Sébastien Delot est le commissaire de l’exposition que consacre l’IMA à l’artiste libanaise Etel Adnan. Le parcours, sans négliger la plasticienne, met à l’honneur Etel Adnan romancière et poétesse, et sert la force et la singularité de son œuvre.
L’œuvre d’Etel Adnan a récemment fait l’objet d’expositions à la Serpentine de Londres, en Autriche, en Allemagne. On retrouvera bien sûr certaines des œuvres déjà exposées. Mais il était important de montrer à Paris, où elle habite, des choses qui ne l’avaient pas été ailleurs, et de proposer un projet qui fasse sens avec l’Institut du monde arabe. Car Etel entretient avec l’Institut une relation particulière depuis les années 1980, date à laquelle trois de ses leporellos sont entrés dans les collections de l’IMA ; et c’est à l’IMA qu’elle a été décorée de la Légion d’honneur.
Il m’est apparu indispensable d’accorder une place importante à la dimension littéraire de son travail qui, par exemple, n’avait été que peu évoquée à Londres.
Aussi, la première œuvre par laquelle le visiteur va pénétrer dans le monde d’Etel Adnan sera le tapuscrit de L’Apocalypse arabe, avec ses signes de ponctuations, ses dessins qui sont comme des itérations : un tapuscrit qui évoque une partition de musique, avec une dimension d’art minimale.
Pour lui donner du corps, Etel a accepté de se prêter au jeu de la lecture. Le début de l’exposition sera donc le lieu d’une rencontre dématérialisée : celle du visiteur avec l’artiste, par le truchement de la voix. La voix d’une poétesse qui vit son texte avec une saveur, un accent bien à elle : l’accent de son histoire. Ce n’est d’ailleurs pas une, mais trois voix que le visiteur pourra entendre : celle d’Etel Adnan pour la version française, ainsi que le texte en anglais et en arabe – L’Apocalypse arabe a été presque immédiatement traduit en anglais et en arabe après sa parution.

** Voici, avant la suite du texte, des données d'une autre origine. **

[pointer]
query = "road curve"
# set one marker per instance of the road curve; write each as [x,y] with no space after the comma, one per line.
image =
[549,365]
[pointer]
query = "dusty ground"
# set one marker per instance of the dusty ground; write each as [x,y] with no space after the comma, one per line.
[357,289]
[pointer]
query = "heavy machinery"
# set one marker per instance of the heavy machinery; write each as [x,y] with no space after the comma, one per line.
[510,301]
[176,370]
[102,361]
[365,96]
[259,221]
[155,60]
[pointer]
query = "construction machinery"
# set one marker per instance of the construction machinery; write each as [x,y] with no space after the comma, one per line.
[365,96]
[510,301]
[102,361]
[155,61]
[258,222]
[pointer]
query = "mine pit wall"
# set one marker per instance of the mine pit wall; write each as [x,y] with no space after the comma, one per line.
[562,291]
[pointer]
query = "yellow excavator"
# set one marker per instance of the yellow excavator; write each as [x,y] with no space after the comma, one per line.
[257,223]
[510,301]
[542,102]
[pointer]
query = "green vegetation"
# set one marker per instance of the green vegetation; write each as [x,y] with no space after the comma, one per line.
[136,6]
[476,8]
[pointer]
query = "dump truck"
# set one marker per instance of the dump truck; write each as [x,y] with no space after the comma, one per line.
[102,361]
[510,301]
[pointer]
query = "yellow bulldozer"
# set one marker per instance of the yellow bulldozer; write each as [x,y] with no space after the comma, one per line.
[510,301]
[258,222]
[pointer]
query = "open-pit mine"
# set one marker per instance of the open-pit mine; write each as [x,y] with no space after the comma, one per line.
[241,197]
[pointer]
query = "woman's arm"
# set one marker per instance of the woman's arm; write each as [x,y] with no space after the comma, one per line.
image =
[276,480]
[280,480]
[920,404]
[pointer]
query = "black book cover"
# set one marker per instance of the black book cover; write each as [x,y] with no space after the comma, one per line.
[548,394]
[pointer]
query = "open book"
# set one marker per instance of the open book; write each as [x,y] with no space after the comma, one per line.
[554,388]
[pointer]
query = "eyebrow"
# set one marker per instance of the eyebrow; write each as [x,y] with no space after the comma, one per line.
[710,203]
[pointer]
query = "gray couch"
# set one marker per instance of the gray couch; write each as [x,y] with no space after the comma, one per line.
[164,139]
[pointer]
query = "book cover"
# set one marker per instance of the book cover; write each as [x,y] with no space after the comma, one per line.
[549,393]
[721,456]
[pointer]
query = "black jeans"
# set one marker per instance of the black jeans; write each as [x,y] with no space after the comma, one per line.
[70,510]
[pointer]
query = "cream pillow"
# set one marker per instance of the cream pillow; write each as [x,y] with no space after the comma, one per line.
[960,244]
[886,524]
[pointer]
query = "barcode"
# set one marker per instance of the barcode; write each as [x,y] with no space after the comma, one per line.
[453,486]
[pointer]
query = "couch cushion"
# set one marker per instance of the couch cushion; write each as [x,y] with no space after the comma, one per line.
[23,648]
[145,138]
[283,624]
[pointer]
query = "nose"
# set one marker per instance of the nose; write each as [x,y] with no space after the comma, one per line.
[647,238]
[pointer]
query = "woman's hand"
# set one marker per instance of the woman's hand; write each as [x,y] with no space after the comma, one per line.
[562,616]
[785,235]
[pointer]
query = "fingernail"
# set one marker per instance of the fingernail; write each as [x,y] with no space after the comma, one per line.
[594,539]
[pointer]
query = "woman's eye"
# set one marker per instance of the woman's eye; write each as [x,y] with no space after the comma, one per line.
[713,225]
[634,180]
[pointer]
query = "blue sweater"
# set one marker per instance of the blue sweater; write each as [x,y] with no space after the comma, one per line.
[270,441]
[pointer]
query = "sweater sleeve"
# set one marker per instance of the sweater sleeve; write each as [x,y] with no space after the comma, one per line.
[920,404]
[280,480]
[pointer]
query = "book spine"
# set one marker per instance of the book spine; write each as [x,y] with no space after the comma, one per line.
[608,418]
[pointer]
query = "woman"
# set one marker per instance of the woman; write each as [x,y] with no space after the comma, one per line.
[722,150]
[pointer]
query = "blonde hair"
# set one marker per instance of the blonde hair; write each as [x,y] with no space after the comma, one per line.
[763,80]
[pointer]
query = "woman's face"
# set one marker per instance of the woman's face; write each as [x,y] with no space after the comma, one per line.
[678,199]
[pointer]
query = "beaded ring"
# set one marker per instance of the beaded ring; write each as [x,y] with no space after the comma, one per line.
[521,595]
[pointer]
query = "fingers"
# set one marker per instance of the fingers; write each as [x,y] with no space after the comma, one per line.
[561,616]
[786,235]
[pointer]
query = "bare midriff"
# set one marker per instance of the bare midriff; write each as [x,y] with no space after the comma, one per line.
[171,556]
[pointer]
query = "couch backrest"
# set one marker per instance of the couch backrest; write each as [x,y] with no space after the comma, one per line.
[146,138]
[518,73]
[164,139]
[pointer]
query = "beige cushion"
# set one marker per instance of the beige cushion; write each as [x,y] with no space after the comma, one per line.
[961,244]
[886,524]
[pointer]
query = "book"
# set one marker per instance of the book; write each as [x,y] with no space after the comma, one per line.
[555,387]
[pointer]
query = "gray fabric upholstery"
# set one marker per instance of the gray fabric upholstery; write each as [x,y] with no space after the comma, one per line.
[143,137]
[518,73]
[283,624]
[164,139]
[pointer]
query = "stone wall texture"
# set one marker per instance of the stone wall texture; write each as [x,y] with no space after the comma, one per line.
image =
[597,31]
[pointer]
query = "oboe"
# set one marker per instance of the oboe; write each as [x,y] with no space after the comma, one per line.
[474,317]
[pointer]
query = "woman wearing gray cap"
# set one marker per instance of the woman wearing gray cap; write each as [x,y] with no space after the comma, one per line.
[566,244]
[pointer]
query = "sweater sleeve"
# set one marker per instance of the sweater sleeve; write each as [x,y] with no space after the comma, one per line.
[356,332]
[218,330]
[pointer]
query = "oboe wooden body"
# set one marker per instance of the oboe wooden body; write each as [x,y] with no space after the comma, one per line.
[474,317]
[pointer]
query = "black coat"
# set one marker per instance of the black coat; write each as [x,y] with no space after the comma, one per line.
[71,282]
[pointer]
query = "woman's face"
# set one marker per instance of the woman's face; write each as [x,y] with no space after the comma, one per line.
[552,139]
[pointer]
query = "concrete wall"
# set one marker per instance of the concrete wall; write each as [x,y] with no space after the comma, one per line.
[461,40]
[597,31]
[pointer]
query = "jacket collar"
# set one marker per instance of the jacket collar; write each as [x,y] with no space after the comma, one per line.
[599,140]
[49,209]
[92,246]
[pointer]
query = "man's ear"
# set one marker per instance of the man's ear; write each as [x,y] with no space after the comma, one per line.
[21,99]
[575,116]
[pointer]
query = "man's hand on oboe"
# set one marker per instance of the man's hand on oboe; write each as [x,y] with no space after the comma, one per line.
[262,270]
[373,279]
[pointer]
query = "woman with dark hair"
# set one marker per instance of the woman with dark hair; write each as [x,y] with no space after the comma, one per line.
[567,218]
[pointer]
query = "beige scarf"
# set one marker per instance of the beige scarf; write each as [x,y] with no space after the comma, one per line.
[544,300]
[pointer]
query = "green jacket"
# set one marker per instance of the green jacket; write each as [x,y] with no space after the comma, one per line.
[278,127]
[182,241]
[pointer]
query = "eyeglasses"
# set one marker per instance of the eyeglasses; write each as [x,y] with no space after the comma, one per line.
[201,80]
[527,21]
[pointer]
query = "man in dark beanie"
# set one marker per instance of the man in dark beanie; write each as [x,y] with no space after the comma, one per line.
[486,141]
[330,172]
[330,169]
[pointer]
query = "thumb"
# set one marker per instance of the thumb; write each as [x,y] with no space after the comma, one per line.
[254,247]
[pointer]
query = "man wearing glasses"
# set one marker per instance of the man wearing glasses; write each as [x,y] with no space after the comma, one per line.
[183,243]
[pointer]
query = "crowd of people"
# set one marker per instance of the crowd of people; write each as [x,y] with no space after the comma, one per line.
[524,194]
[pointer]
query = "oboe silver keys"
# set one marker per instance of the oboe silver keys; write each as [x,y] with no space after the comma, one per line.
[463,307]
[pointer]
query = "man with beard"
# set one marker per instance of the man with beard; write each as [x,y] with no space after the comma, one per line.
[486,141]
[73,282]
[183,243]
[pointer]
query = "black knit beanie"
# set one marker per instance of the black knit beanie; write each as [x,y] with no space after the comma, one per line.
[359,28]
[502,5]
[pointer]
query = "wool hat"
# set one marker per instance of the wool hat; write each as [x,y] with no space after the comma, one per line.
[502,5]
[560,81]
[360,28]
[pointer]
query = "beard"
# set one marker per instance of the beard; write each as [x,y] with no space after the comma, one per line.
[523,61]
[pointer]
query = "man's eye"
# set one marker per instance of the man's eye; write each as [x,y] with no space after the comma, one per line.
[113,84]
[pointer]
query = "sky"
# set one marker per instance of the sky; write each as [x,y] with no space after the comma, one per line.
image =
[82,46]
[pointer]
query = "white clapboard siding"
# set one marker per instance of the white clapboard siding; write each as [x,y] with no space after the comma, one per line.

Or, la question de la traduction est aussi celle du dialogue des cultures, des rencontres possibles et impossibles. C’est dire que cette entrée en matière nous est apparue pertinente dans un lieu tel que l’Institut du monde arabe.
Au fil de l’exposition, le visiteur découvrira bien sûr la peinture d’Etel Adnan, notamment ses tableaux. Autant de bijoux précieux, de « talismans » comme il a été souvent dit. Nul besoin d’en exposer un grand nombre : ce sont des pièces raffinées, qui nous font vivre une expérience de l’intime. Il n’était donc pas indispensable de disposer d’un immense espace d’exposition.
Cette dimension intime, ses plus fins connaisseurs la percevront d’autant plus qu’Etel a généreusement accepté de prêter des œuvres qui n’avaient jamais été montrées : la grande peinture de sa salle à manger, l’une des peintures de sa chambre à coucher…
Au final ? Une exposition que j’ai souhaitée à la fois visuellement forte et intime, conçue pour solliciter la curiosité, à la découverte d’une grande voix de la modernité, au carrefour des civilisations occidentale et arabe.